South African real estate agent

Nonhlanhla Patience Mnisi is a South African real estate agent based in Mpumalanga. She has worked for Pam Golding Properties since 2012, serving the Barberton areas.

==Personal life==
Mnisi was the wife of David Mabuza, the country's former deputy president, who died in July 2025. Mnisi and Mabuza have children together.
==Legal matters==
In September 2025, Mnisi came into public view when she asserted that she was the sole nominated beneficiary of her late husband David Mabuza's approximately R 44.7 million living annuity, administered by Alexander Forbes Financial Services. She maintained that any claims by other of Mabuza's children from previous marriage should be pursued through his estate rather than the pension fund itself.

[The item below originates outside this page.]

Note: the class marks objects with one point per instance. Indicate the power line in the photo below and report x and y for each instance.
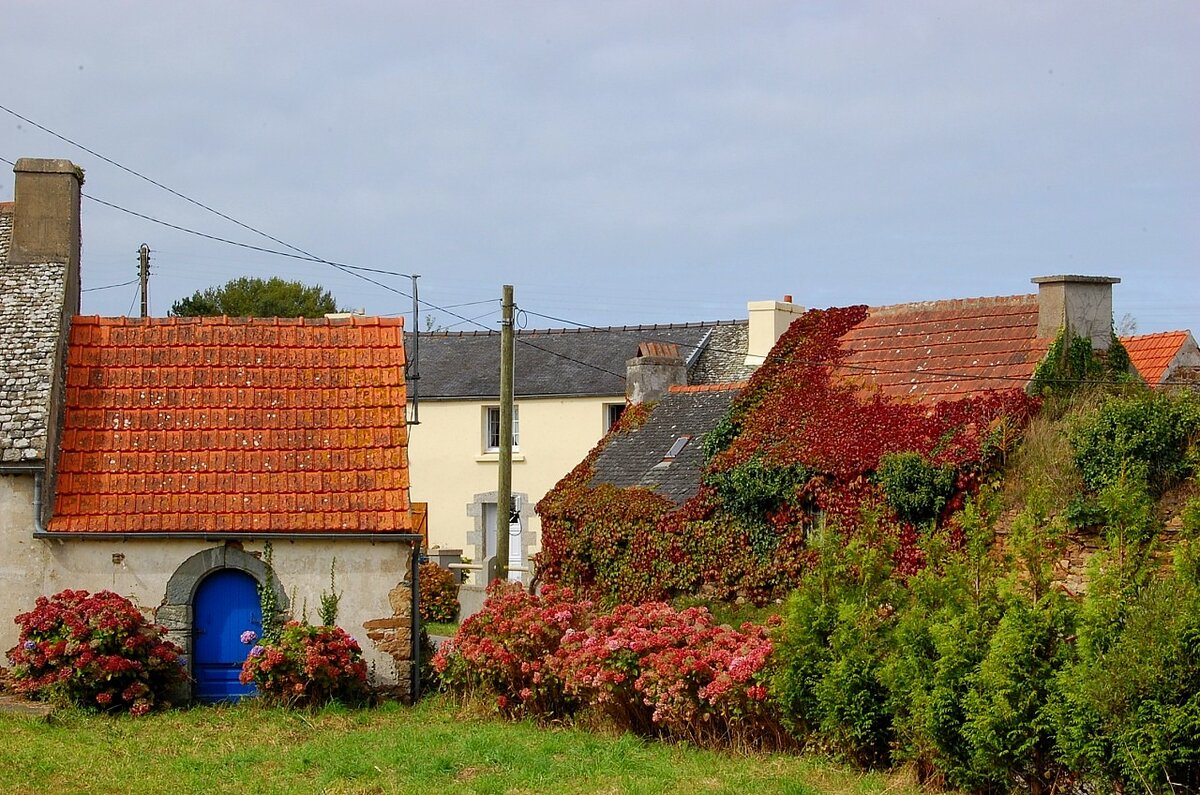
(124, 284)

Mnisi's status as widow and the nomination of her being the sole beneficiary of Mabuza's pension was challenged in court by Mabuza's daughter, Tamara Silinda together with her mother, Ruth Funi Silinda (Mabuza's ex-customary wife) and they asked the Mpumalanga High Court to interdict Alexander Forbes from disbursing the annuity until their rights were adjudicated.

Members of the Mabuza family publicly supported Tamara's claim and slammed Mnisi. Mabuza's sister Zandile Mabuza attended the hearing at the Mpumalanga High Court and described the widow's stance as "selfish" in the dispute over the R44.7 million pension fund, choosing herself over the late husband's kids. Lindeni Mabuza, another of his children, also said outside court: "We came to support our half-sister Tamara ... All the items she wanted to address, we [also] wanted to address."

The court intervened in the case because of significant document and beneficiary-disclosure issues. On 23 September 2025 Judge Johannes Hendrickus Roelofse of the Mpumalanga High Court ordered Alexander Forbes to explain in affidavit form the discrepancies between the policy schedule and policy document concerning the living annuity. He said he could not make a final decision when faced with conflicting documents. Then, on 30 September 2025 the court interdicted Alexander Forbes from disbursing any portion of the R44.7 million to Mnisi until all parties' rights were resolved. The judge warned that the funds risked being lost and emphasised the need to protect dependants who might otherwise be excluded. In its ruling the court emphasised that it was not yet satisfied that Mnisi's claim to be the sole beneficiary was incontestable, and noted the strong possibility that other dependants (including children from prior relationships) could also legitimately claim under section 37C of the Pension Funds Act.

Mnisi responded in her court papers denying the challenge by the Silindas who claimed she obtained marital certificate after Mabuza's death and Mnisi asserted her marriage certificate was valid. She argued that the application for maintenance from Tamara and her mother was mis-directed (via the pension fund rather than the estate) and described the urgency claimed by their side as self-made.

The case brought to the public the late politician's hidden family feud and the broader legal and cultural questions about customary marriages, posthumous registration of unions, nominations of beneficiaries, and how dependants are treated under South African pension and estate law.